Is this supposed to be a criticism?  It's a very strange one coming from the Greens.  Is their contention that everybody, no matter how high their income, should get more money from the Government than they pay to it in taxes?


There are three concerns about this move by the treacherous Key and English:

1.  It is a broken promise, a continuation of the lying to get in power and to stay in power.  Even more serious is that it is a breach of contract for which we appear to have no recourse.

2.  It is a sneaky additional income tax on saving which is precisely the opposite of what is needed to address the large private household debt and removes options for addressing futuresuperannuation issues.

3.  This is the second time in three years that Kiwisaver has been altered.  Where is the certainty for people to put money into this scheme for their working life.  And that is where I wonder where the AMP and ANZ and Tower inivestment managers quoted above keep their brains.  Surely it is in their long term fee earning interest to seek a stable scheme, not one that gets "fine-tuned" every couple of years.  But that doesn't appear to have been considered at all.


FYI from a reader via email:

Employers with more than ten employees usually have a computerised wages accounting system. Employers with less than ten employees often find the updates for computerised wages systems too expensive.

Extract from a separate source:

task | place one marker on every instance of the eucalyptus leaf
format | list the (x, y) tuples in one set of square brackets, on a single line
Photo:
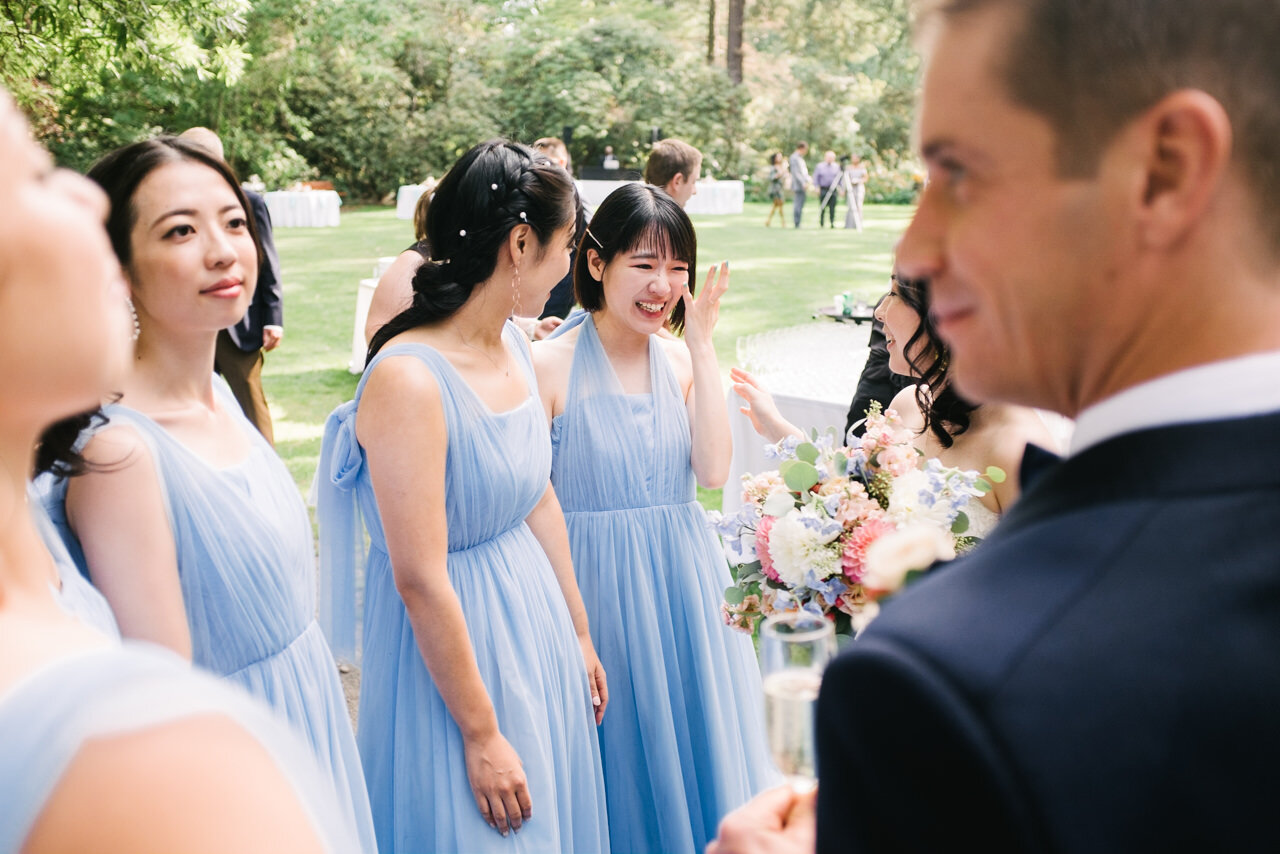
[(798, 475)]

A huge number of New Zealand's employers have less than ten staff. Each of those employers will have a clerk who attends to wages work as part of their job.  In many cases, the missus. Each of those part time wages clerks will need to be upskilled to comprehend the intricacies of Employer Superannuation Withholding Tax, from 1st July 2012. None of those wages clerks will have had any experience with Employer Superannuation Withholding Tax before the changes to KiwiSaver, mooted by Bill English come into force on 1st July 2012. There is a huge hidden cost in educating a large number of wages clerks. ........................................................

I am a provincial town chartered accountant.  I know there is such a  thing as Employer Superannuation Withholding Tax but have never ever needed to know about the intricacies of that tax.  Start learning. ...........................................................

Resident withholding tax on interest was 19.5% for several years up to 31st March 2010. Then it was changed to 21% on 1st April 2010. Then it was changed to 17.5% on 1st October 2011. I am now seeing how some accounting firms found those changes mesmerising, and confusing. How will they handle the Employer Superannuation Withholding Tax?


To give it's correct title, it's ESCT (employer superannuation contribution tax).  Employers with existing super schemes are familiar with it.   

No-one likes the hassle that change brings, but paying ESCT isn't a big deal, particularly if you only have a few staff.   Yes, you're going to have to deduct ESCT and send it to the IRD, but it's no more strenuous than PAYE tax.  The IRD's website is really good.   The info is all there.   You just need to read it.  Allow an hour - two hours tops - and I think you'll be sorted.   Sounds like some accountants should bone up on it too!